Sunday, November 13, 2011

Silverskin Blues

The other day we had to denude 15 boneless pork loins to make a bunch of clean 4 oz. cutlets. Part of the process is to peel off the silver collagen on the outside of the loin. First I trimmed off the thin fat layer and then carefully inserted the knife under the collagen and peeled it off in strips trying to minimize the amount of meat taken off. This takes time and skill.
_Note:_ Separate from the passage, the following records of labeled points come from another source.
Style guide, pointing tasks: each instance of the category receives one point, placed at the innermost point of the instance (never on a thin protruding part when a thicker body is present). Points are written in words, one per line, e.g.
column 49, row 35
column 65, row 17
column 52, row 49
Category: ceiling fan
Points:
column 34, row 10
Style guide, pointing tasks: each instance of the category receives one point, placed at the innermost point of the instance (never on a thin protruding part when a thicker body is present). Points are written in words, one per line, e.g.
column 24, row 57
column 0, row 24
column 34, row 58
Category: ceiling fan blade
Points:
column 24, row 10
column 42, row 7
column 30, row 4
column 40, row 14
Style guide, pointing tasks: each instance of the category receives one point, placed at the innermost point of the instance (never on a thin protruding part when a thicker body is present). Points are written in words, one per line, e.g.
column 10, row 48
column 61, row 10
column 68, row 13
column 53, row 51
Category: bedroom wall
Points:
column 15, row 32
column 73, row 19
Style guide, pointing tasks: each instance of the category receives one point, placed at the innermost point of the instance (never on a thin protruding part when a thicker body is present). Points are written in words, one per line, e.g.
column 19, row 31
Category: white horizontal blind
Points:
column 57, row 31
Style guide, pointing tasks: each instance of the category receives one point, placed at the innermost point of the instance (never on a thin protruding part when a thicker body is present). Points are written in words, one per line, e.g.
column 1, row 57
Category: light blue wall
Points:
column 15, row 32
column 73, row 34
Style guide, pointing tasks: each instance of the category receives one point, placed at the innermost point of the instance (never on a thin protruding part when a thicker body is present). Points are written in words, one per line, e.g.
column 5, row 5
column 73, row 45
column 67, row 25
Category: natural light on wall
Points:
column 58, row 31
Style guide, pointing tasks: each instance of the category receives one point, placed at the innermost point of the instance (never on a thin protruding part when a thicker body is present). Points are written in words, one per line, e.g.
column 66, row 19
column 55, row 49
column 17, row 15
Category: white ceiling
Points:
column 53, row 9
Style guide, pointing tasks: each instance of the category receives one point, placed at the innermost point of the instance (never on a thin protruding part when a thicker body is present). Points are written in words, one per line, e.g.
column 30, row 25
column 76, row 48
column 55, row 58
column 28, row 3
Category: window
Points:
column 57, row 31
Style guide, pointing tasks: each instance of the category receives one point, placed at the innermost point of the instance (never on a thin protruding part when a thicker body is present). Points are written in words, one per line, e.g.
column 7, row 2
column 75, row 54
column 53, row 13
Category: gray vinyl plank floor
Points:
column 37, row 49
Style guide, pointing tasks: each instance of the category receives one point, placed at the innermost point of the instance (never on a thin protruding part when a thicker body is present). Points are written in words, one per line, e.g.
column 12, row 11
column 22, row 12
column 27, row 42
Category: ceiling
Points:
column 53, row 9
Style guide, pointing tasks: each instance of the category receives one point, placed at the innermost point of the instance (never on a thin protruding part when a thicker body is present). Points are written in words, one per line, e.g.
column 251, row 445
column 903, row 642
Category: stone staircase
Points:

Removing collagen from the outside of cuts is something we teach at the CIA for cuts that are going to be sauteed. Denuding beef tenderloins for saute or carpaccio, veal leg sub primals for cutlets or scallopine, pork loins for medallions, or lamb loins for noisette, is part of the skill set a trained chef or butcher needs for creating refined meat portions. The skill also applies to fish butchery. Peeling a salmon is a common task that our students learn in the seafood class. Peeling a salmon and denuding a porkloin are cleaned very differently with the salmon laid skin side down and flat on the table while the loin is peeled skin up. So while peeling the loin I decided to see what would happen if I flipped it over and tried to clean it like a salmon. After a few gouges and mis-fires I got the hang of it. Instead of a thin section removed I got almost all of the silver off in one shot. It was not easy but it was fast! So next time your peeling a thick collagen band off a piece of meat, think like a fish butcher and flip it over, skin side down.

Large processors no longer peel either siver skin on meat or salmon skin. Today we have automated skinning machines that can do the job in seconds. The salmon skinner is super fast and requires basically no skill. Meat skinners require a little skill and the worker must where special gloves that shut off the machine if contact is made.